The major reactive event is clearly kinetic in nature and requires the hapten to access and react with the cell surface molecules during its brief residence in the viable epidermis. Should it bind in the stratum corneum (too reactive) or pass into the dermis as reactive (code = 1) or non-reactive (code = 0) when combined with mechanistic factors describing transport and binding, classify allergens and non-allergens about as well as clinical testing.
Our lab has developed two successful models, one of which is published, and these have been applied through several publications to drugs, pesticides and other models to describe the intensity of ACD (1-4, non, weak, moderate, strong). This has only been partially successful and the problem appears to be our use of dichotomous substructure descriptors which have only 0 and 1 values.
Recently, I discovered that quinone haptens could be modeled relatively by simulating the protein-hapten reaction with simple nucleophiles (MeO-, MeS-). The reactants and first intermediate (adduct) were modeled by the semi-empirical program, AM1. The heat of reaction is derived from the difference between computed reactant and product heats of formation. The values are large and well-spread, allowing a simple ranking of each quinone in reactivity by the exotherm of the model reaciton. In addition, I was able to generate correlations with electronic sigma values that permit the prediction of structures beyond the study set. This work was presented last summer at the Gordon Conference on QSAR.

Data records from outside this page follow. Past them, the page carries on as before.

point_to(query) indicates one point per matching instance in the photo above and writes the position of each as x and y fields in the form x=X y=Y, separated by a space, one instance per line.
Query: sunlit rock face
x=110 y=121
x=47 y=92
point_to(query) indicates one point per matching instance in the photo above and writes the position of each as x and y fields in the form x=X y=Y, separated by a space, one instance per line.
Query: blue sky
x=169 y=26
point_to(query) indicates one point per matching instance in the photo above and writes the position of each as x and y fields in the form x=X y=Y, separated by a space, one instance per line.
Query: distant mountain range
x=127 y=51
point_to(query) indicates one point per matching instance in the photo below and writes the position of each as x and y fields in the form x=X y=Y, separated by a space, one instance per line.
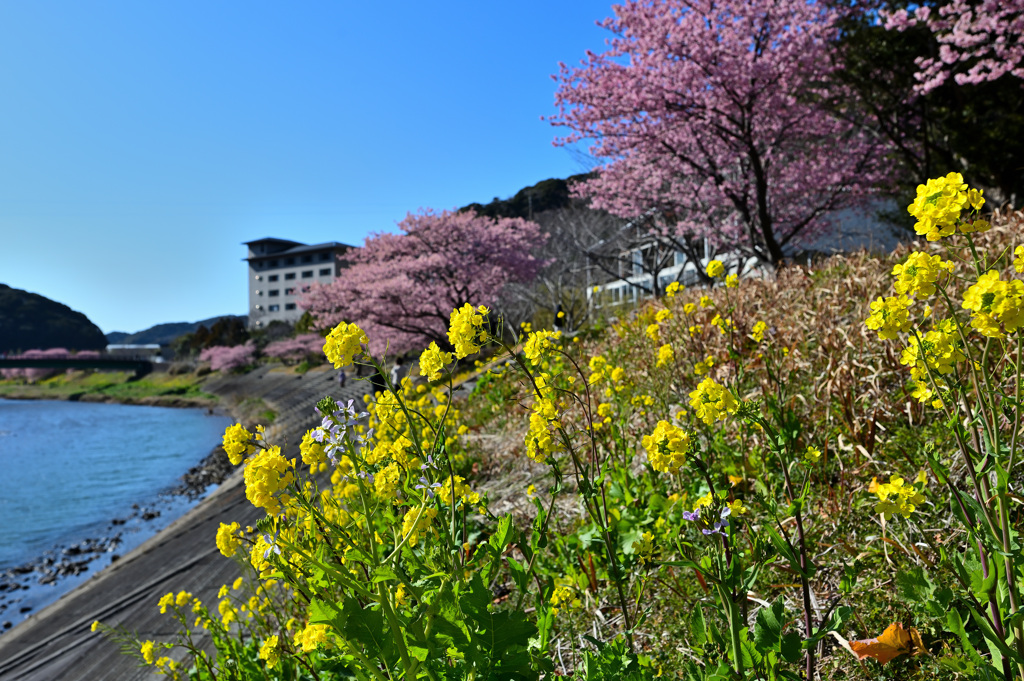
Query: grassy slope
x=845 y=393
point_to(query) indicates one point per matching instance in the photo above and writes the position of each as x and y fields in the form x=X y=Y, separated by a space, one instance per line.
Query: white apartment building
x=281 y=270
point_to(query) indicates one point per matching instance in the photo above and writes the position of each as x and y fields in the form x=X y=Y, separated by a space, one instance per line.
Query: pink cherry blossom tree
x=401 y=288
x=978 y=41
x=226 y=358
x=296 y=349
x=710 y=115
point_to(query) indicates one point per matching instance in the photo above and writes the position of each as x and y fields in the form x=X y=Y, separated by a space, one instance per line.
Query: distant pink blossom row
x=296 y=348
x=986 y=38
x=223 y=357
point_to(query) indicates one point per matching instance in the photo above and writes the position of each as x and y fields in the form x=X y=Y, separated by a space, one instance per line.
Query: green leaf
x=768 y=627
x=384 y=573
x=698 y=628
x=325 y=612
x=791 y=647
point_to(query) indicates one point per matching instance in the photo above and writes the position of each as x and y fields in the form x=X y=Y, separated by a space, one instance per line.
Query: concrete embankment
x=56 y=642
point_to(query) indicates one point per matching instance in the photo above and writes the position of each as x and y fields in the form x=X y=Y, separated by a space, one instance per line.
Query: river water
x=87 y=481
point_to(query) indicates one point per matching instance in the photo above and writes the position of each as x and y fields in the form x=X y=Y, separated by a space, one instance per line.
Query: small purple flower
x=271 y=546
x=428 y=486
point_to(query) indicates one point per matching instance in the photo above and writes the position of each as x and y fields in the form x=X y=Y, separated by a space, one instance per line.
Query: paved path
x=55 y=643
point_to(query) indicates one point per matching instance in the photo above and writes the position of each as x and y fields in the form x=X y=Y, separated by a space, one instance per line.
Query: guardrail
x=140 y=367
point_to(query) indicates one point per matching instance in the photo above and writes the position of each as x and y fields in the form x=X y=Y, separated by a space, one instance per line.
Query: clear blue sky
x=141 y=142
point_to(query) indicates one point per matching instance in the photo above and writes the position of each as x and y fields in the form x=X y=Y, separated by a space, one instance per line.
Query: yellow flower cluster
x=889 y=316
x=462 y=491
x=538 y=344
x=712 y=401
x=228 y=539
x=432 y=362
x=896 y=497
x=918 y=275
x=563 y=597
x=724 y=324
x=995 y=302
x=466 y=329
x=939 y=351
x=541 y=442
x=343 y=343
x=238 y=443
x=269 y=651
x=667 y=448
x=312 y=453
x=312 y=637
x=266 y=475
x=938 y=206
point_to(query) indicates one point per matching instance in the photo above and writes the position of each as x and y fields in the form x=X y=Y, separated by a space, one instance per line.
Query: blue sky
x=143 y=141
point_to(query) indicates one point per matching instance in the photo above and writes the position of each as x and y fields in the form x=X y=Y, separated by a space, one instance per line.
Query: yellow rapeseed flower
x=432 y=362
x=938 y=206
x=667 y=448
x=466 y=329
x=146 y=650
x=918 y=275
x=238 y=442
x=269 y=651
x=889 y=316
x=712 y=401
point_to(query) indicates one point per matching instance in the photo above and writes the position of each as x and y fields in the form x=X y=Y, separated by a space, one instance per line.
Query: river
x=84 y=483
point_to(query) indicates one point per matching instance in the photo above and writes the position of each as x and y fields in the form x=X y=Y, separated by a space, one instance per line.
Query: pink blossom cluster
x=986 y=38
x=709 y=113
x=225 y=358
x=400 y=288
x=296 y=348
x=33 y=374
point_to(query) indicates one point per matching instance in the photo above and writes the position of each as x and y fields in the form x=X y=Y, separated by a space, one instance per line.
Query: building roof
x=298 y=248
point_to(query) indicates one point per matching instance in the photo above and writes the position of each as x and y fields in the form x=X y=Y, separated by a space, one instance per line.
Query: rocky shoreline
x=23 y=588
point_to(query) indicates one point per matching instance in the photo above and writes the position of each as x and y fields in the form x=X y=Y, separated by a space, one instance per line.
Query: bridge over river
x=140 y=367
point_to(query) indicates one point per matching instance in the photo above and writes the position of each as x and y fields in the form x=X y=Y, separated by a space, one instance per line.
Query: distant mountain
x=30 y=321
x=165 y=334
x=545 y=196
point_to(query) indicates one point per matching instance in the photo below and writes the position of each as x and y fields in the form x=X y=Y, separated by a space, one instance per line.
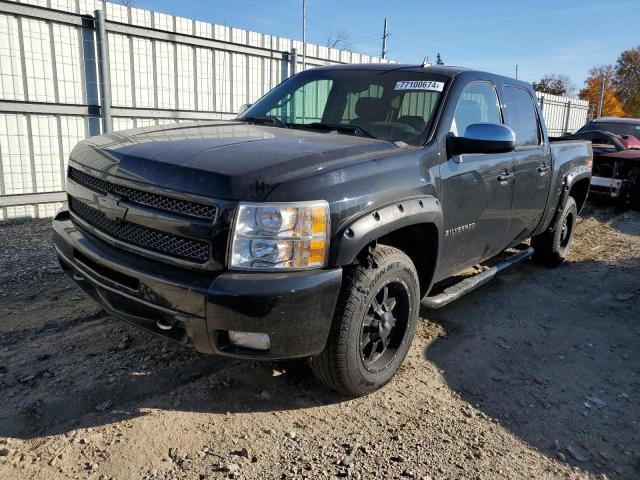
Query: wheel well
x=420 y=243
x=579 y=192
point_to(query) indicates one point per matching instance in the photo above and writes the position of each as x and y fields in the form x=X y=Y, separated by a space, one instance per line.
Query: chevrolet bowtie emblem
x=110 y=206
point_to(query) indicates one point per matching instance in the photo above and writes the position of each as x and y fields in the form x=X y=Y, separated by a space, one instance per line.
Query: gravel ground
x=536 y=375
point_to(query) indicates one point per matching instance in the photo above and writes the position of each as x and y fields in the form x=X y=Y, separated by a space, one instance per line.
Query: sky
x=547 y=36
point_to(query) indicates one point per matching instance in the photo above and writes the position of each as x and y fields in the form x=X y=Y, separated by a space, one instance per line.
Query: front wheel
x=373 y=325
x=551 y=248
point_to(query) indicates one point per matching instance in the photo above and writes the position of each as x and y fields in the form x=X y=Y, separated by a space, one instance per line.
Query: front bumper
x=295 y=309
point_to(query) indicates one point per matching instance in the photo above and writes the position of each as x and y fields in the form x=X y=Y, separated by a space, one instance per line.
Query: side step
x=467 y=285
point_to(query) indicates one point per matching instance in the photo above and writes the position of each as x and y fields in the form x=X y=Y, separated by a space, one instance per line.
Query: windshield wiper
x=342 y=127
x=266 y=119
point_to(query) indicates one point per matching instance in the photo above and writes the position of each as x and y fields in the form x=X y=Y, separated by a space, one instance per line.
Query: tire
x=634 y=201
x=371 y=330
x=551 y=248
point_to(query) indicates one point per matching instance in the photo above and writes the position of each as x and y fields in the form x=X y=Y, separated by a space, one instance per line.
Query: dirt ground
x=536 y=375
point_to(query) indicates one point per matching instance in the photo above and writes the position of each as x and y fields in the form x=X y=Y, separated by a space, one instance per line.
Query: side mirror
x=483 y=138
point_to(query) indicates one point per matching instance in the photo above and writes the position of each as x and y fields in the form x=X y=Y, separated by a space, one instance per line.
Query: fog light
x=256 y=341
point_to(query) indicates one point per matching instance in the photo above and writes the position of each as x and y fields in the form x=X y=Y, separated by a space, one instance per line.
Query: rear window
x=613 y=127
x=521 y=116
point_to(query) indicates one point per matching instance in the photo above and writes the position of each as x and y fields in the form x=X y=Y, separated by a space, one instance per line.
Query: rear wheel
x=373 y=325
x=551 y=248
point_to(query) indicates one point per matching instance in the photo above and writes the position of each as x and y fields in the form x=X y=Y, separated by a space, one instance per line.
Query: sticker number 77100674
x=420 y=85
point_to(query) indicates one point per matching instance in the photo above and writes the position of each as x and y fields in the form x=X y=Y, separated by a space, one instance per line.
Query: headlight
x=280 y=235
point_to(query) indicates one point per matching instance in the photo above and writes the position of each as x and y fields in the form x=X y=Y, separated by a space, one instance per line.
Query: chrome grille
x=181 y=207
x=171 y=245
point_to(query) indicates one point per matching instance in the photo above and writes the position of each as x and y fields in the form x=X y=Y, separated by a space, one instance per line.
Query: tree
x=611 y=104
x=340 y=39
x=627 y=80
x=555 y=84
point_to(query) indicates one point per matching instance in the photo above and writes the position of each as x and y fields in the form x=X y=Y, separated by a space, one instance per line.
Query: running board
x=467 y=285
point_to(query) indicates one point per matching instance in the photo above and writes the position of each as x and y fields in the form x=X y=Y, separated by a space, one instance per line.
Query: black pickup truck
x=317 y=223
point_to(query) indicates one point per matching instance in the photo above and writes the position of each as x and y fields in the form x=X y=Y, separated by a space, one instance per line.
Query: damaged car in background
x=616 y=158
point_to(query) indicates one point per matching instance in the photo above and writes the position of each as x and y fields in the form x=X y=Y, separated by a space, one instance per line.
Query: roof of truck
x=437 y=69
x=632 y=121
x=444 y=71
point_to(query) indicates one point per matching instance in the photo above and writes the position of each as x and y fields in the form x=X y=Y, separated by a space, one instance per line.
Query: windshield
x=395 y=105
x=613 y=127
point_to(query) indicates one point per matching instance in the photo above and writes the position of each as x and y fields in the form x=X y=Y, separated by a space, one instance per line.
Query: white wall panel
x=186 y=82
x=165 y=75
x=72 y=130
x=11 y=87
x=120 y=69
x=143 y=71
x=16 y=161
x=65 y=5
x=122 y=123
x=222 y=75
x=204 y=59
x=59 y=65
x=239 y=95
x=39 y=66
x=68 y=68
x=46 y=153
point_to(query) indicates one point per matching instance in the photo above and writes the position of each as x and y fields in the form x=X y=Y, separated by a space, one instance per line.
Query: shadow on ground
x=555 y=357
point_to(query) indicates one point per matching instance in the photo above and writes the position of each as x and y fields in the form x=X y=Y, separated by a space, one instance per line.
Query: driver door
x=477 y=189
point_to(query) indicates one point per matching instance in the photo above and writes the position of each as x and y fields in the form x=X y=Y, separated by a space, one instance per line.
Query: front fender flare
x=356 y=235
x=573 y=176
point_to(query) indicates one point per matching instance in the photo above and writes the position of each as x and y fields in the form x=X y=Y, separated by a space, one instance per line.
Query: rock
x=623 y=297
x=103 y=406
x=576 y=454
x=6 y=452
x=264 y=395
x=596 y=400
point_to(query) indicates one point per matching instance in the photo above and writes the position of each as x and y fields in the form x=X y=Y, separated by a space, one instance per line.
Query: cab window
x=521 y=115
x=478 y=104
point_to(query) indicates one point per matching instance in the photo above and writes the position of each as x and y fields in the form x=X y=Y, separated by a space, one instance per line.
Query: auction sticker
x=420 y=85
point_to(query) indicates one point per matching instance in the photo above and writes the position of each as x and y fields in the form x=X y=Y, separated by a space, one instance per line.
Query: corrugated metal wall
x=163 y=69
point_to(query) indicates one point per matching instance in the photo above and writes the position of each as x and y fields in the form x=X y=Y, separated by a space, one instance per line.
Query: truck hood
x=226 y=160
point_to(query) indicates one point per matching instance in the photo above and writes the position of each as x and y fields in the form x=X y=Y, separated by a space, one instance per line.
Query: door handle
x=505 y=178
x=543 y=169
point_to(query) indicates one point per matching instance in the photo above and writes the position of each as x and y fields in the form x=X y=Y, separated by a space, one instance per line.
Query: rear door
x=532 y=162
x=477 y=199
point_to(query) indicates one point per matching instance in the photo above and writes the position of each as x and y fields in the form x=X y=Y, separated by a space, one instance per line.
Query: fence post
x=567 y=116
x=294 y=61
x=103 y=72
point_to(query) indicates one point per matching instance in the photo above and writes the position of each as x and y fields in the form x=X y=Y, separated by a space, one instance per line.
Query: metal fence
x=563 y=115
x=162 y=69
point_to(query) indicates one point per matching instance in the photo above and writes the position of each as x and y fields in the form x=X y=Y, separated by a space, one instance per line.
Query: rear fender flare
x=571 y=178
x=356 y=235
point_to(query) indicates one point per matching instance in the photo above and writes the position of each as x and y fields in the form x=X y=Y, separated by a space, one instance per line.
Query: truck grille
x=181 y=207
x=167 y=244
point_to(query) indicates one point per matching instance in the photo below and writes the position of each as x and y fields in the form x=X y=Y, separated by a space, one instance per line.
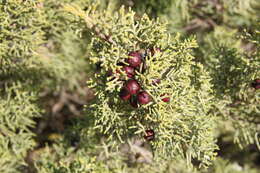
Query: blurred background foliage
x=44 y=68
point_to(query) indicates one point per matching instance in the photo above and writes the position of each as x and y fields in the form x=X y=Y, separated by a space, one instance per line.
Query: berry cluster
x=256 y=84
x=132 y=90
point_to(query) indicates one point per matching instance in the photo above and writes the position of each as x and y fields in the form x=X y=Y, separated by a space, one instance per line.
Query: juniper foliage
x=51 y=47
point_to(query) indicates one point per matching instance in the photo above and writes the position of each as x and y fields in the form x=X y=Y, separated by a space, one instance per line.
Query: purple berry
x=156 y=81
x=132 y=86
x=256 y=84
x=165 y=99
x=135 y=60
x=130 y=71
x=143 y=97
x=149 y=135
x=133 y=102
x=155 y=50
x=124 y=94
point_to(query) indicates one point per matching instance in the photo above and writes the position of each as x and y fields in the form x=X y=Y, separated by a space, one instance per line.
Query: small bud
x=156 y=81
x=165 y=98
x=124 y=94
x=135 y=59
x=256 y=84
x=130 y=71
x=149 y=135
x=143 y=98
x=133 y=102
x=132 y=86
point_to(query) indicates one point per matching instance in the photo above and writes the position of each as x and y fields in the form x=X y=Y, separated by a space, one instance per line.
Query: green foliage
x=180 y=130
x=17 y=108
x=47 y=53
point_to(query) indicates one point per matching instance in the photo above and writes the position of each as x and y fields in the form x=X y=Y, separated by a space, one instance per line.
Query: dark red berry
x=133 y=102
x=156 y=81
x=132 y=86
x=256 y=84
x=135 y=59
x=130 y=71
x=165 y=98
x=154 y=50
x=124 y=94
x=143 y=98
x=143 y=67
x=149 y=135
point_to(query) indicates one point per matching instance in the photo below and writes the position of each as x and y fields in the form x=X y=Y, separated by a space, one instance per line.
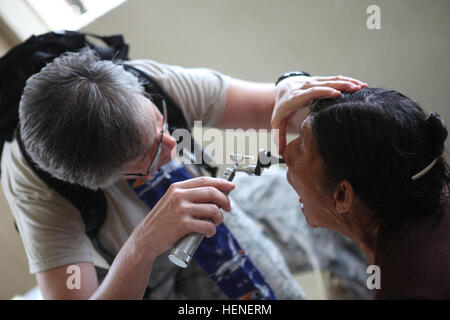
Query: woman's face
x=303 y=174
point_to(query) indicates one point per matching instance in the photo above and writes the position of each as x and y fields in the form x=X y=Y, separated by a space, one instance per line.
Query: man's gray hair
x=81 y=119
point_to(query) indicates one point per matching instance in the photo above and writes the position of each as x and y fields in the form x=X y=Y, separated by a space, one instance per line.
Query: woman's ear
x=343 y=196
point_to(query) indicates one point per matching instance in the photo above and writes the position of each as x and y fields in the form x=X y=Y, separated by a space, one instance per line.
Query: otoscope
x=185 y=248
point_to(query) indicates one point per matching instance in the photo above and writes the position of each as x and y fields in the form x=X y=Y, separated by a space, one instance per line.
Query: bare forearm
x=249 y=105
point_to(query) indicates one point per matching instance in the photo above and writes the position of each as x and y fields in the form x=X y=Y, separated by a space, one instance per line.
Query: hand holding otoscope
x=185 y=248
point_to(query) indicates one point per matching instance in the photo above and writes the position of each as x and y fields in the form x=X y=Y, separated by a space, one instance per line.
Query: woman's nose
x=288 y=151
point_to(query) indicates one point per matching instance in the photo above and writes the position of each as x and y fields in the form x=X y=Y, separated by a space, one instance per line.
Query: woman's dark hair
x=377 y=140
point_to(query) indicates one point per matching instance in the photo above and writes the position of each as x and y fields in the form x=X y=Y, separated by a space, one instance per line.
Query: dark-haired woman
x=369 y=164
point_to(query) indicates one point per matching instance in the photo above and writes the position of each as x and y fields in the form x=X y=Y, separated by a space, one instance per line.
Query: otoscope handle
x=183 y=251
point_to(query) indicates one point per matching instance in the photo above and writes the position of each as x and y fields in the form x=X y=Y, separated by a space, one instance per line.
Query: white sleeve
x=199 y=92
x=51 y=228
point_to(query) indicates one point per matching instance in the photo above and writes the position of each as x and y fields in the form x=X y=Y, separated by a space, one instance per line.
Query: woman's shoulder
x=414 y=256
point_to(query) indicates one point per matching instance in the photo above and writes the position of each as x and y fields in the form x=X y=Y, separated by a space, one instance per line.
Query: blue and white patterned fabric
x=221 y=257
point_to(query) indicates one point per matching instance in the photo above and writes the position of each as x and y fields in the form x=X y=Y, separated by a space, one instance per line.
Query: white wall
x=259 y=39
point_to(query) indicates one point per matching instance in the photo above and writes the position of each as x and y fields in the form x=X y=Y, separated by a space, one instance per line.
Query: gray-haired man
x=88 y=121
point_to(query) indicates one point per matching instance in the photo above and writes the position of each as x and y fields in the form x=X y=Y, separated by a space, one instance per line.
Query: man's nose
x=169 y=141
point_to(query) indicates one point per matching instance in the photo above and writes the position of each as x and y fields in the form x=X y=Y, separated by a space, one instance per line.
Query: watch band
x=292 y=74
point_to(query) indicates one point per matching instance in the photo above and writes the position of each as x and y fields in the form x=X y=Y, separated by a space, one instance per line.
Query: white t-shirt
x=52 y=229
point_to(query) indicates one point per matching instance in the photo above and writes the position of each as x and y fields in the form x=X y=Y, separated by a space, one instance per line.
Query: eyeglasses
x=158 y=151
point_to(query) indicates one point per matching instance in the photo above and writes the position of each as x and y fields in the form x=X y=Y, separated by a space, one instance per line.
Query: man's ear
x=343 y=196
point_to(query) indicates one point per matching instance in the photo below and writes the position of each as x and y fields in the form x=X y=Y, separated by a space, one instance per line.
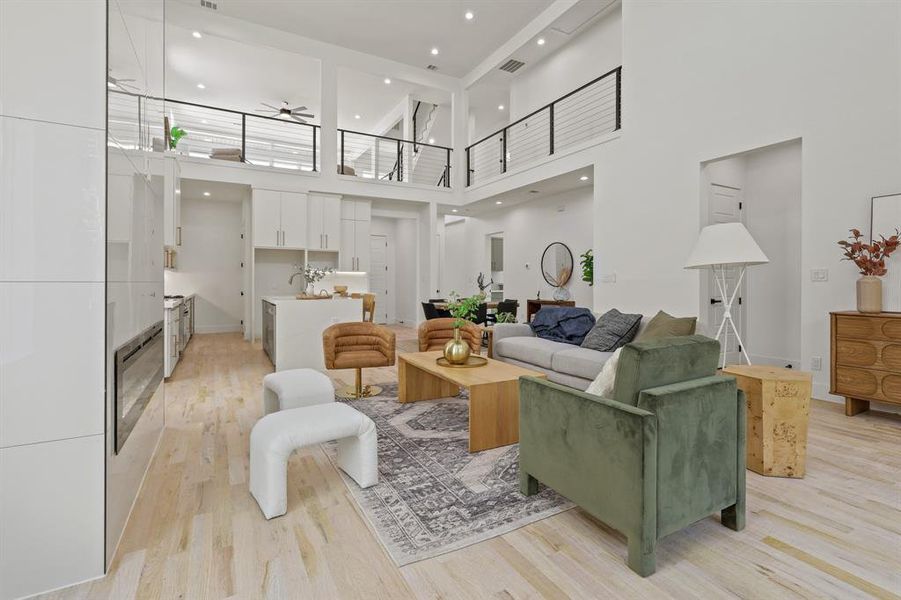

There are approximately 40-50 different hapten substructures (ACD Alerts) that react with protein nucleophiles to form anionic intermediates. I propose to study each case by the same technique applied to the quinones with the purpose of developing a graded reactivity scale for each hapten structure. These relative values will represent a major step in converting qualitative concepts of haptenization into descriptors suitable for the study and prediction of graded responses.
Although some models have appeared in the literature in addition to our own, all are currently incapable of a graded response and animal testing remains the standard. The success of this proposal will not eliminate the animal test, but should go far in minimizing its routine use for non-commercial products.